Even as heavy artillery, drones, tanks and ammunition pour in, the Ukrainians say Russian forces are probing for weak spots along a 300-mile eastern front. So far, military analysts say, Russia has not made any significant territorial gains since it announced its renewed offensive in the region.
LVIV, Ukraine — On the eve of the most important Christian religious festival of the year, Ukrainians clung to centuries-old Easter traditions in the shadow of a war that has brought devastation and sorrow to much of the country.
At the Greek Catholic Church of the Transfiguration in Lviv’s historic city center, a line of churchgoers stood next to wicker baskets they had brought, covered with embroidered cloths and filled with sausages, smoked hams, Easter breads, butter and cheeses to be blessed by the priest.
At least six people were killed when two cruise missiles struck a residential neighborhood on the outskirts of the Black Sea port city of Odesa on Saturday, Ukrainian officials said. Given the extent of the damage, officials said the number of victims was certain to climb.
“There will be more,” Sergei Nazarov, an aide to Odesa’s mayor, said in a text message.
At least two people were killed when Russian missiles struck residential and military buildings in Odesa, local officials said, and an aide to the president said the toll was at least five dead and 18 wounded.
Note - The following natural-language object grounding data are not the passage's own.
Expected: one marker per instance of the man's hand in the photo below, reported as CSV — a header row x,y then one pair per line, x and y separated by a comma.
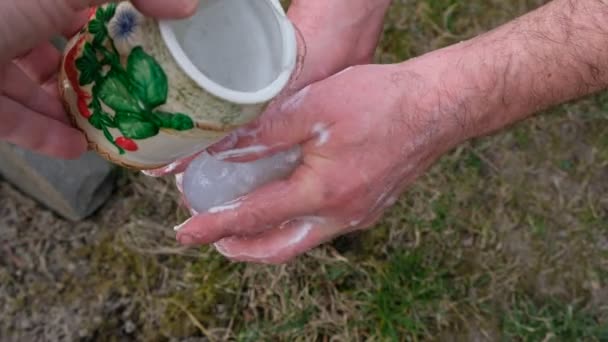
x,y
363,141
336,35
370,131
31,114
It was the first missile strike on the city since early April, and the assault came one day after a Russian general said that Moscow was intent on controlling all of southern Ukraine.
The Ukrainian military claimed on Saturday that it destroyed a Russian command post in the southern region of Kherson, which has been largely under Russian control since the early days of the war.
The intelligence agency of the Ukrainian defense ministry said in a statement that the Russian command center was located near a location of active clashes between the two forces and two high-ranking Russian officers were present at the time of the strike.
After Russia rejected Ukrainian calls for a pause in fighting for the Orthodox Christian Easter period, Ukraine’s military said that curfews would remain in place for traditional vigils held the night before the holy day on Sunday.
“We must understand that the gathering of civilians at a predetermined time of all-night service can be a target for missiles, aircraft and artillery,” the Ukrainian Ministry of Defense said in a statement issued Saturday morning.
Bolstered by a growing arsenal of heavy weapons supplied by Western allies, Ukraine’s military has launched counteroffensives across their country’s northeast and claimed to have driven Russian forces out of several towns and villages.
The Ukrainian military intelligence agency, however, warned on Saturday that Russia was completing efforts to regroup in eastern Ukraine’s Donetsk region and was probing Ukrainian defenses for weak points before launching a major offensive. It also said that some of the elite Russian fighters who had been engaged in the battle for the southern city of Mariupol are now being dispatched to the Donbas region of eastern Ukraine.
When a Russian commander said this week that gaining full control of southern Ukraine was one of the Kremlin’s military goals, he noted that doing so would give Russia “yet another point of access” to a little-known and internationally unrecognized breakaway republic known as Transnistria.
The 250-mile sliver of land that largely runs along the eastern bank of the Dniester River is controlled by Moscow-backed separatists who broke away from Moldova, Ukraine’s neighbor to the southwest, in 1992. Here is a closer look at the enclave.
CHISINAU, Moldova — Before war erupted next door, Moldovans had big plans for their country.
But the Russian invasion of Ukraine put Moldova, a former Soviet republic and one of Europe’s poorest nations, in an extremely vulnerable situation, threatening its economic development, straining its society with waves of refugees and evoking existential fears of yet another Russian occupation.
The wider ambitions a Russian general expressed on Friday — to take southern Ukraine all the way to Moldova, Ukraine’s southwest neighbor — reveal larger truths about Moscow’s agenda, President Volodymyr Zelensky of Ukraine said on Friday.
“This only confirms what I have said many times,” Mr. Zelensky said in his nightly address to the nation. “The Russian invasion of Ukraine was intended only as a beginning, then they want to capture other countries.”
The problems that beset the Russian military in its failed attempt to seize Kyiv are likely to continue into the next phase of the war, according to independent analysts, giving the Ukrainian military a chance to drive back the invading force.
Big militaries fight with tight organization and strict hierarchy, with multiple levels of command ensuring that large forces can move in a coordinated way, but during the current invasion, analysts and U.S. officials have said, the Russian military has abandoned that structure.
Russian authorities opened a criminal case against Vladimir Kara-Murza, a Russian pro-democracy activist and a contributing columnist for The Washington Post, for spreading “false information” about the war in Ukraine, his lawyer said on Friday, making him one of the most prominent targets to date in the Kremlin’s crackdown on opposition to the war.
Mr. Kara-Murza, 40, who was arrested earlier this month, faces 10 years in prison, according to the official decree opening a case against him that was posted online by his lawyer, Vadim Prokhorov, on Friday. It says the activist is being investigated for remarks he made at the Arizona State Legislature on March 15.